Each table was decorated with intricate flower arrangements that included champagne grapes.

“Even the grapes were a tradition from the days of old,” Carroll-Brown said. “Our guests could pull them from the centerpiece and eat them, just as was done centuries ago.”

When working with symbolism and ethnic customs, Carroll-Brown makes sure the bride knows exactly what they mean before they’re incorporated into the ceremony or the reception.

“Many traditional wedding customs are related to fertility,” she explained. “Once she finds that out, that may not be what a bride wants.”

Some other personalized touches local wedding coordinators have seen recently include the following:

Wearing the wedding ring on the right hand. “That used to be the custom until the turn of the century,” Carroll-Brown said. “The right hand was the ascension of God; then the left became popular because it was the direct line to your heart. Some couples are going back to the old style.”

Having both the mother and father walk the bride down the aisle. “This is traditionally how it’s done in Jewish ceremonies,” Carroll-Brown said. Now it is spreading to other religions as well.

  • Incorporating family into the ceremony. The rose ceremony, in which the bride and groom exchange a rose, is often expanded to have the bride and groom present roses to their parents. “Again, it’s part of paying respect to family and to guests,” Dickey says.
  • The use of bubbles during outdoor ceremonies. “Guests receive small, wrapped bubble bottles when they walk into the garden or wherever the ceremony is being held, then let the bubbles fly during the recessional,” Dickey said.
  • The use of fresh flowers. “Flowers are showing up everywhere — on the gazebos, on the chairs, on the pews, on the cake,” Dickey said. “They’re very romantic.”
  • Unusual cakes.
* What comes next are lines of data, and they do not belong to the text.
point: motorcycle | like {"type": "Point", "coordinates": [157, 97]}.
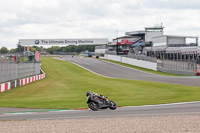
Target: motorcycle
{"type": "Point", "coordinates": [96, 102]}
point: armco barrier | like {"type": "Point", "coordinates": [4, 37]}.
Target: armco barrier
{"type": "Point", "coordinates": [5, 86]}
{"type": "Point", "coordinates": [8, 85]}
{"type": "Point", "coordinates": [28, 80]}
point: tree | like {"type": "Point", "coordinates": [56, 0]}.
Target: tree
{"type": "Point", "coordinates": [4, 50]}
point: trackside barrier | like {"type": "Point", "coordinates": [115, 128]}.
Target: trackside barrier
{"type": "Point", "coordinates": [5, 86]}
{"type": "Point", "coordinates": [20, 82]}
{"type": "Point", "coordinates": [28, 80]}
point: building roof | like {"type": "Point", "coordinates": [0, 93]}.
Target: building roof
{"type": "Point", "coordinates": [177, 36]}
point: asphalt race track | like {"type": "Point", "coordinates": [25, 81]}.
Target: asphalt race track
{"type": "Point", "coordinates": [111, 70]}
{"type": "Point", "coordinates": [116, 71]}
{"type": "Point", "coordinates": [165, 109]}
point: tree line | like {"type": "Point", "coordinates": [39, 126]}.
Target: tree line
{"type": "Point", "coordinates": [51, 50]}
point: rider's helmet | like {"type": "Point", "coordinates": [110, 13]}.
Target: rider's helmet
{"type": "Point", "coordinates": [88, 93]}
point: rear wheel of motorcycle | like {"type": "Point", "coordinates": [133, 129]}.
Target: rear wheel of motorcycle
{"type": "Point", "coordinates": [93, 106]}
{"type": "Point", "coordinates": [112, 106]}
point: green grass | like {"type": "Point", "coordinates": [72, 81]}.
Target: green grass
{"type": "Point", "coordinates": [65, 86]}
{"type": "Point", "coordinates": [142, 69]}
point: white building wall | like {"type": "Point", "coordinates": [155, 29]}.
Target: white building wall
{"type": "Point", "coordinates": [149, 35]}
{"type": "Point", "coordinates": [159, 41]}
{"type": "Point", "coordinates": [176, 40]}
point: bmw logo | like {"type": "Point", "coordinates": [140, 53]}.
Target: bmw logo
{"type": "Point", "coordinates": [37, 41]}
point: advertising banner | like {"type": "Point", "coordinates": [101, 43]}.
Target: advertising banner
{"type": "Point", "coordinates": [83, 41]}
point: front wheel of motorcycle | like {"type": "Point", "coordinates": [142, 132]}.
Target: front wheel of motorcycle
{"type": "Point", "coordinates": [93, 106]}
{"type": "Point", "coordinates": [112, 106]}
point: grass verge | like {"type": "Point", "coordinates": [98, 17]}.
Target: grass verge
{"type": "Point", "coordinates": [141, 69]}
{"type": "Point", "coordinates": [65, 86]}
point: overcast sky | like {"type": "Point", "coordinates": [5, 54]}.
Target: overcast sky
{"type": "Point", "coordinates": [59, 19]}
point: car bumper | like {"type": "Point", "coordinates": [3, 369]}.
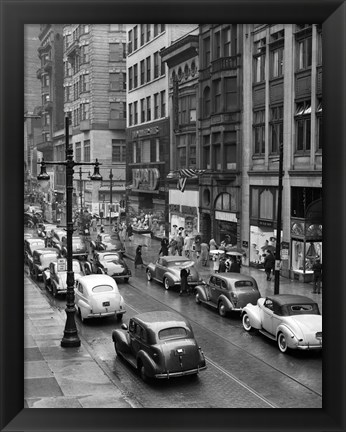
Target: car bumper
{"type": "Point", "coordinates": [168, 374]}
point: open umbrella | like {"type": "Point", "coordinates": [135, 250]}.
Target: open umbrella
{"type": "Point", "coordinates": [187, 264]}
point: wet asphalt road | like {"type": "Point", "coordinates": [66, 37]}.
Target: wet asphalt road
{"type": "Point", "coordinates": [244, 370]}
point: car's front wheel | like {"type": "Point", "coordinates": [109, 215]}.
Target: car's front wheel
{"type": "Point", "coordinates": [246, 322]}
{"type": "Point", "coordinates": [166, 283]}
{"type": "Point", "coordinates": [222, 309]}
{"type": "Point", "coordinates": [282, 343]}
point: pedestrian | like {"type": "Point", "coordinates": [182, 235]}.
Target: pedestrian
{"type": "Point", "coordinates": [138, 257]}
{"type": "Point", "coordinates": [129, 232]}
{"type": "Point", "coordinates": [269, 264]}
{"type": "Point", "coordinates": [317, 268]}
{"type": "Point", "coordinates": [235, 267]}
{"type": "Point", "coordinates": [184, 285]}
{"type": "Point", "coordinates": [204, 254]}
{"type": "Point", "coordinates": [222, 265]}
{"type": "Point", "coordinates": [164, 247]}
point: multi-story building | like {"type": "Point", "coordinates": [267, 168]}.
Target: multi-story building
{"type": "Point", "coordinates": [183, 66]}
{"type": "Point", "coordinates": [282, 104]}
{"type": "Point", "coordinates": [95, 99]}
{"type": "Point", "coordinates": [148, 128]}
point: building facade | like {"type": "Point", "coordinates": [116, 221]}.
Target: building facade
{"type": "Point", "coordinates": [95, 100]}
{"type": "Point", "coordinates": [282, 98]}
{"type": "Point", "coordinates": [148, 125]}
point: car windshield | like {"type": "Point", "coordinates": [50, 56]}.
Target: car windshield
{"type": "Point", "coordinates": [172, 333]}
{"type": "Point", "coordinates": [46, 259]}
{"type": "Point", "coordinates": [303, 309]}
{"type": "Point", "coordinates": [111, 257]}
{"type": "Point", "coordinates": [102, 288]}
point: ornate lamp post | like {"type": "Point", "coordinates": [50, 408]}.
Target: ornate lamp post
{"type": "Point", "coordinates": [70, 338]}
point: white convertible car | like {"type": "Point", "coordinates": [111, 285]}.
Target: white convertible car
{"type": "Point", "coordinates": [294, 321]}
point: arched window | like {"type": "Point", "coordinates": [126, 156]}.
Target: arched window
{"type": "Point", "coordinates": [206, 102]}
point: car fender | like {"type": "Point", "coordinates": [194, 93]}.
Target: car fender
{"type": "Point", "coordinates": [291, 337]}
{"type": "Point", "coordinates": [253, 314]}
{"type": "Point", "coordinates": [202, 293]}
{"type": "Point", "coordinates": [148, 363]}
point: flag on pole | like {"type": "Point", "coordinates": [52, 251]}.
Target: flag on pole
{"type": "Point", "coordinates": [186, 173]}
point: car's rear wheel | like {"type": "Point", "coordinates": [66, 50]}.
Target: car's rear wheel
{"type": "Point", "coordinates": [246, 322]}
{"type": "Point", "coordinates": [222, 309]}
{"type": "Point", "coordinates": [282, 343]}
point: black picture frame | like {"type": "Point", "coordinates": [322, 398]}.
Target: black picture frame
{"type": "Point", "coordinates": [14, 14]}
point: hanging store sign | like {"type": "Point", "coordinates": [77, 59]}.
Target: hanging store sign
{"type": "Point", "coordinates": [145, 178]}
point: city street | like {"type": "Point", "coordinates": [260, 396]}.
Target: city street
{"type": "Point", "coordinates": [245, 370]}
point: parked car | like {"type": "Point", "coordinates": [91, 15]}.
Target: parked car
{"type": "Point", "coordinates": [41, 260]}
{"type": "Point", "coordinates": [159, 345]}
{"type": "Point", "coordinates": [31, 244]}
{"type": "Point", "coordinates": [98, 296]}
{"type": "Point", "coordinates": [228, 292]}
{"type": "Point", "coordinates": [55, 276]}
{"type": "Point", "coordinates": [108, 242]}
{"type": "Point", "coordinates": [110, 263]}
{"type": "Point", "coordinates": [167, 270]}
{"type": "Point", "coordinates": [79, 247]}
{"type": "Point", "coordinates": [294, 321]}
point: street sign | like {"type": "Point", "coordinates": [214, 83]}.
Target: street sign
{"type": "Point", "coordinates": [62, 264]}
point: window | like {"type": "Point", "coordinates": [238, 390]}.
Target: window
{"type": "Point", "coordinates": [276, 125]}
{"type": "Point", "coordinates": [142, 110]}
{"type": "Point", "coordinates": [156, 64]}
{"type": "Point", "coordinates": [135, 76]}
{"type": "Point", "coordinates": [206, 52]}
{"type": "Point", "coordinates": [304, 53]}
{"type": "Point", "coordinates": [217, 95]}
{"type": "Point", "coordinates": [303, 126]}
{"type": "Point", "coordinates": [84, 111]}
{"type": "Point", "coordinates": [319, 126]}
{"type": "Point", "coordinates": [206, 102]}
{"type": "Point", "coordinates": [135, 112]}
{"type": "Point", "coordinates": [118, 151]}
{"type": "Point", "coordinates": [78, 153]}
{"type": "Point", "coordinates": [148, 108]}
{"type": "Point", "coordinates": [87, 151]}
{"type": "Point", "coordinates": [148, 68]}
{"type": "Point", "coordinates": [85, 54]}
{"type": "Point", "coordinates": [142, 72]}
{"type": "Point", "coordinates": [277, 59]}
{"type": "Point", "coordinates": [258, 132]}
{"type": "Point", "coordinates": [114, 52]}
{"type": "Point", "coordinates": [156, 106]}
{"type": "Point", "coordinates": [231, 93]}
{"type": "Point", "coordinates": [163, 103]}
{"type": "Point", "coordinates": [130, 78]}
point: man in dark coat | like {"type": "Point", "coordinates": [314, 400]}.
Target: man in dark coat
{"type": "Point", "coordinates": [269, 264]}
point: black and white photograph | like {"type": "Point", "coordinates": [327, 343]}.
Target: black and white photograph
{"type": "Point", "coordinates": [177, 253]}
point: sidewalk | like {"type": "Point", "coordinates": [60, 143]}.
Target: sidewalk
{"type": "Point", "coordinates": [150, 253]}
{"type": "Point", "coordinates": [56, 377]}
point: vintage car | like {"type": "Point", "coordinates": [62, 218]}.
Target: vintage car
{"type": "Point", "coordinates": [79, 247]}
{"type": "Point", "coordinates": [159, 345]}
{"type": "Point", "coordinates": [54, 277]}
{"type": "Point", "coordinates": [110, 263]}
{"type": "Point", "coordinates": [30, 244]}
{"type": "Point", "coordinates": [98, 296]}
{"type": "Point", "coordinates": [41, 260]}
{"type": "Point", "coordinates": [167, 270]}
{"type": "Point", "coordinates": [108, 242]}
{"type": "Point", "coordinates": [294, 321]}
{"type": "Point", "coordinates": [228, 292]}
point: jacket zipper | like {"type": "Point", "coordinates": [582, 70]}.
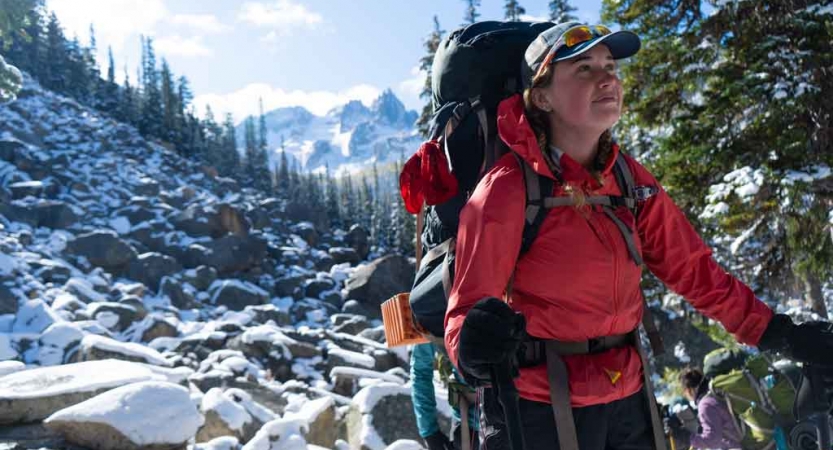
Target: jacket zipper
{"type": "Point", "coordinates": [615, 256]}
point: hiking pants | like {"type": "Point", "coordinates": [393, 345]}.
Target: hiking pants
{"type": "Point", "coordinates": [620, 425]}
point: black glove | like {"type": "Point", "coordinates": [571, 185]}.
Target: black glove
{"type": "Point", "coordinates": [809, 342]}
{"type": "Point", "coordinates": [674, 428]}
{"type": "Point", "coordinates": [438, 441]}
{"type": "Point", "coordinates": [491, 335]}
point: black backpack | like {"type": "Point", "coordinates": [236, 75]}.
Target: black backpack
{"type": "Point", "coordinates": [474, 69]}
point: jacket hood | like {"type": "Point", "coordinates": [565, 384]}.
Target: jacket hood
{"type": "Point", "coordinates": [515, 130]}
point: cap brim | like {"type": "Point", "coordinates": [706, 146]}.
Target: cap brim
{"type": "Point", "coordinates": [622, 44]}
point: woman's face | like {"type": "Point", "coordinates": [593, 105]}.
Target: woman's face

One specialty the Heiligers are proud of is croquenbouche, tiny individual pastries arranged together like mosaics to form a large cake. Sometimes, each pastry is a tiramisu, wrapped with its own ribbon.
  • A decrease in the size of the wedding parties. “It used to be eight to 12 bridesmaids and groomsmen,” Dickey says. “Now the average is four or five. It’s all part of the trend toward less quantity and greater quality.”

Dickey says that alternative trend began with the Carolyn Bessett Kennedy wedding nearly two years ago. Unlike the ultra-formal Prince Charles-Lady Di wedding, America’s royal couple of Carolyn Bessett and John F. Kennedy Jr. were married in a simple, elegant, intimate ceremony. The bride wore a stunningly simple dress, and the crowd was relatively small.

“The weddings I’m seeing run about 150 people or fewer,” Dickey said. “Couples are inviting their closest friends, not just their acquaintances, to share this most special day. And the bride and groom share a deep concern for those guests. There’s a return of graciousness.”

For example, she said, couples are more apt to have the ceremony and reception at the same site so guests don’t have to bother with transportation. And often, photographs are taken before the ceremony so guests don’t have to wait.

“The notion that the groom can’t see the dress before the ceremony has given way to a desire to spend more time with the guests,” Dickey said.

The trend toward smaller weddings doesn’t always translate into a smaller wedding budget.

“People are spending just as much or more on an intimate ceremony and reception as they did on a huge, formal wedding,” Dickey said. “They’re doing much more for their guests, and they’re spending a lot of money on the details.”

But being different doesn’t necessarily have to be expensive.

“It could be as simple as having guests sign a white felt hat in a western-theme wedding instead of a guest book,” Carroll-Brown said. “It’s not any more expensive, but look how unique it is.”

These are just a few of the alternative wedding  ideas recently popping up across the country.